In the opening scene of The Dish and the Spoon, from director Alison Bagnall, we’re introduced to a woman named Rose, driving a car while experiencing some sort of emotional trauma. She stumbles into a convenience store, grabs a six pack of beer and some doughnuts and takes her incoherent fit to a new level when she realizes she doesn’t have her wallet with her. Her distress obvious, the cashier gives her the items and she continues her semi-reckless driving/drinking beer frantically and eating the powdered doughtnuts until somehow, she finds herself at lonely and cold beach.
It’s a frenetic way to open the film and it’s a long time before we find out what was so upsetting to Rose. At the beach, she comes across a boyish looking man in a similar state of dejection. And while shacking up on the wintery beach at Rose’s parents’ summer home, the two form a bond that resembles that between mother and son, brother and sister, and lovers–although it should be noted that the relationship only flirts with sexual boundaries, but never crosses them. Rose is played by recent breakout star, and mumblecore queen, Greta Gerwig. Her newfound friend, who remains unnamed in the film like the rest of the cast, is an actor from across the pond named Olly Alexander.
Although not technically classified as such, there are several characteristics of the mumblecore film movement. If you liked The Puffy Chair, you’ll probably dig The Dish and the Spoon. Much of the story was improvised, admits Bagnall. Gerwig and Alexander were constantly bringing things to the film seemingly out of nowhere. So much so, they both receive a writing credit for ‘additional material.’
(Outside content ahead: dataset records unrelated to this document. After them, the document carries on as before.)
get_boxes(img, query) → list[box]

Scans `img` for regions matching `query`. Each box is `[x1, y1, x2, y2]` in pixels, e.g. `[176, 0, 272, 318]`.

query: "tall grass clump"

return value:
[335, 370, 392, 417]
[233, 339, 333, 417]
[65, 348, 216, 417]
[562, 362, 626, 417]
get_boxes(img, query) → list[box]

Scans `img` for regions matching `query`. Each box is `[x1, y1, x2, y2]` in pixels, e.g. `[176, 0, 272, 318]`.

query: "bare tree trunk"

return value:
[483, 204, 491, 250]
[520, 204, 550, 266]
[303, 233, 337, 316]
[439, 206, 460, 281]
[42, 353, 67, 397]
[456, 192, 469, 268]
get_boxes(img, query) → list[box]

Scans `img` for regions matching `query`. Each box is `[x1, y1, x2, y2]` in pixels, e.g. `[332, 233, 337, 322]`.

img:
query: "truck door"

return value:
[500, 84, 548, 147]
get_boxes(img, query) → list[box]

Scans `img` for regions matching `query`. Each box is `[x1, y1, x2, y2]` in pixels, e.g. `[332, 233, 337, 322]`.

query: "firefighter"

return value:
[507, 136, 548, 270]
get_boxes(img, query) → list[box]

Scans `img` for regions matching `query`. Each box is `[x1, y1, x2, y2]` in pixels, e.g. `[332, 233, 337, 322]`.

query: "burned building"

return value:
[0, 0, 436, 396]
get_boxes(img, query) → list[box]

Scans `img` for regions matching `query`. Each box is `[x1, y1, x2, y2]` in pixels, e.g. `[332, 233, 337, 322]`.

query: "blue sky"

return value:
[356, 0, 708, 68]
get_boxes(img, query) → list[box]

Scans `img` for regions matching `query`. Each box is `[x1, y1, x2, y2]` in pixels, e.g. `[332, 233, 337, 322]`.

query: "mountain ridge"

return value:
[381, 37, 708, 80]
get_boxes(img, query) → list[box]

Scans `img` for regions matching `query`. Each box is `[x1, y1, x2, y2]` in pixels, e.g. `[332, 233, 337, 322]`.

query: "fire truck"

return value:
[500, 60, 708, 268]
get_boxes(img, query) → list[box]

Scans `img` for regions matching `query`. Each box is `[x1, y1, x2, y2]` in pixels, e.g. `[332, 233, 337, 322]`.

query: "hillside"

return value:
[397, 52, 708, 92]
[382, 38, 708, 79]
We find out Rose is upset about a recent infidelity of her husband. We know this because we’re witnesses to a number of out of control, angry phone calls she makes. We only ever hear her side of these conversations. Rose decides to find the woman her husband cheated with and, as she reveals in a game of hangman while the two are drunk off stolen free drinks in beer factory, ‘kill the bitch.’ It should be stressed that Rose’s sadness is a much stronger force in the film than her desire for violence. An attack would not really be the point, but her expression of the desire for it is a way to actualize her pain.
In one of the film’s most poignant moments, Rose calls this woman and leaves a disturbing voice mail speaking as her husband–she ends the message by saying, “by the time you get this, I hope my wife will be dead.” It’s a truly disturbing moment of self-loathing that really brings Rose’s character development to a new level.
In another moment of violence, Rose dresses the boy as a woman and herself as a man. They visit a bar where Rose acts out both a bit of sadism as well as masochism as she womanizes the boy, forces herself on him and calls him a c*nt when he spurns her aggressive advances. She then abandons him for a time.
In terms of plot, the architecture of The Dish and the Spoon doesn’t offer much in traditional structure. Many of the scenes feel disjointed and completely separate from those that come immediately before, or after. But each scene is a stunning portrait of a genuine moment or experience the two share, always interesting, and frequently poignant.